Мальчики вошли в свою комнату, Александр с сожалением выпустил из своего захвата тонкий стан Гефестиона, повалившегося на ложе. Незадачливый сладострастник дрожал так, что тряслись даже колени.
— Александр, возвращайся! Ты уже дотащил меня, ты не должен пропускать занятия: Аристотель будет недоволен.
— Вот ещё! Мы же решили, что всегда будем вместе. Я тоже пропущу, а потом мы на дополнительных уроках нагоним.
— Но ты же здоров! У тебя будет не пропуск, а прогул!
— Это отпуск по уходу! Вот и молоко, держи и пей до конца!
Гефестион принял из рук раба кружку и, немного отпив, скривился.
— А, не любишь! Всё равно придётся, учти, я от тебя не отстану, — продолжил царевич и набросил на друга одеяло. — Пока так, потерпи немного, где этот жрец Асклепия? Сейчас придёт, напичкает тебя своими отварами, а я потом тебя уложу и укутаю.
— Я что, девчонка? — возмутился Гефестион.
— Нет, ты временно нетрудоспособный.
Эскулап, львиную долю забот которого в этот холодный сезон составляла борьба с лихорадками и бронхитами, не заставил себя долго ждать, явился быстро с целой корзиной целительных снадобий и, обстукав грудь и спину страстотерпца и заставив показать ему горло, вынес окончательный утешительный вердикт:
— Всё в порядке, обыкновенная простуда. Сильное начало — это хорошо. Жар — ответ организма на болезнь, он её выжигает.

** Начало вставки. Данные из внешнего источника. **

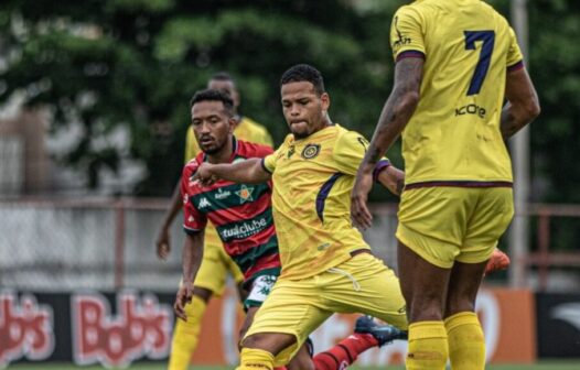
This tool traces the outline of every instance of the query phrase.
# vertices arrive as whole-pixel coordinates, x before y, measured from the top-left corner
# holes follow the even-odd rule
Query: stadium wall
[[[213,300],[203,323],[196,364],[234,364],[241,311],[230,285]],[[127,367],[165,360],[170,352],[173,294],[123,290],[46,293],[0,291],[0,368],[12,362],[75,362]],[[534,295],[529,291],[482,290],[477,314],[487,361],[531,363],[537,358]],[[352,333],[355,315],[334,315],[313,334],[316,351]],[[541,342],[541,341],[540,341]],[[561,344],[561,340],[559,341]],[[361,366],[401,363],[407,344],[368,350]]]

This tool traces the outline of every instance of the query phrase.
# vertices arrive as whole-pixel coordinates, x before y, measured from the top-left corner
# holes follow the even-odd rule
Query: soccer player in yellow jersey
[[[215,74],[207,83],[207,87],[211,89],[225,90],[232,96],[234,100],[235,120],[237,122],[234,133],[238,139],[272,146],[272,139],[265,127],[247,117],[237,115],[236,109],[239,106],[239,92],[236,84],[228,74]],[[193,128],[190,127],[185,141],[185,163],[194,159],[200,152],[201,149],[195,140]],[[157,252],[161,259],[165,259],[170,252],[169,229],[181,209],[182,204],[180,186],[178,184],[157,239]],[[238,284],[240,297],[244,298],[243,296],[246,294],[240,285],[244,276],[236,263],[224,251],[222,241],[213,226],[206,228],[204,242],[204,255],[202,265],[194,281],[193,298],[191,304],[185,306],[187,322],[178,320],[175,323],[169,370],[187,369],[192,355],[197,347],[202,319],[207,302],[212,295],[221,295],[223,293],[228,273]]]
[[[402,132],[397,239],[407,369],[444,369],[448,358],[454,370],[483,369],[475,296],[514,213],[504,141],[539,115],[538,98],[513,30],[483,1],[401,7],[390,42],[395,84],[358,170],[353,220],[370,226],[375,163]]]
[[[281,274],[241,341],[238,369],[288,362],[333,313],[364,313],[407,328],[395,273],[373,257],[350,218],[350,194],[367,141],[331,121],[322,75],[297,65],[281,77],[291,134],[264,160],[202,164],[196,176],[240,183],[273,181],[272,215]],[[397,193],[402,172],[383,160],[375,179]],[[304,369],[309,370],[309,369]]]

Гефестион хотел было сказать, что ему холодно, но вспомнил, что руки и Александра, и врача показались ему ледяными: бесспорно, он горел, и знобило его именно от высокой температуры.
— А лечение? — поинтересовался наследник македонского престола.

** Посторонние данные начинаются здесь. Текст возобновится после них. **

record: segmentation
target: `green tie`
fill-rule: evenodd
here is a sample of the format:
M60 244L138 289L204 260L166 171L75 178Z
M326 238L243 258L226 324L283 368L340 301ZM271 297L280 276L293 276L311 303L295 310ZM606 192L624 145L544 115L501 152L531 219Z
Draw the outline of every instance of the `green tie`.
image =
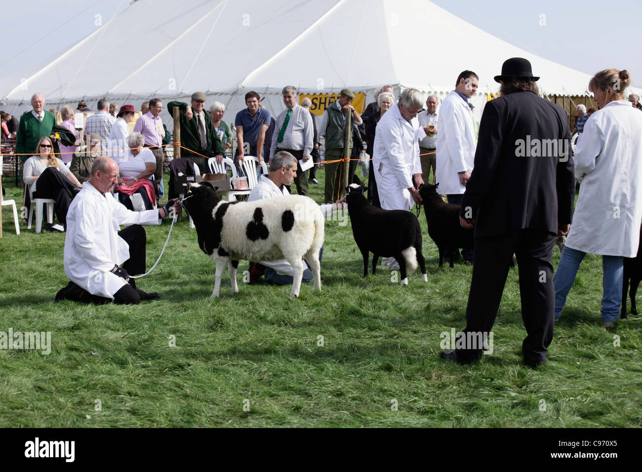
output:
M283 125L281 127L281 131L279 132L279 137L277 138L277 143L281 144L283 142L283 136L285 135L285 130L288 127L288 123L290 121L290 116L292 114L292 109L288 110L288 113L285 116L285 119L283 120Z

Аристарх выложил на столик и порошки, и настои, прочитал целую лекцию о порядке их приёма, но, будучи врачом давно практикующим и умным, закончил вполне здравой мыслью:
— Лучшее лекарство — покой, сон, тепло и горячее питьё. Молоко и малину на ночь, пусть отпотеет — завтра встанет как новенький, пару дней лёгкий жар вечером будет, потом всё пройдёт. — Увидев, что Александр не двинулся с места, эскулап добавил: — Под покоем я имел в виду, чтоб больного не тревожили, заснуть он сможет без чьей-либо помощи, посторонние лица ему не нужны, только себе хуже сделают, если заразятся.
— Спасибо, я проконтролирую. Можешь быть свободен, — тон Александра не вызывал никаких сомнений в том, что к «посторонним лицам» он себя явно не относит.
Аристарх не был удивлён: о крутом нраве царевича, несмотря на всю молодость Александра, врач был наслышан и решил для успокоения совести изложить свои инструкции Аристотелю — пусть наставник сам разбирается с дисциплиной и карантином; всё же, что требовалось от лекаря, Аристарх уже выполнил — и служитель Асклепия, отвесив полупоклон, удалился.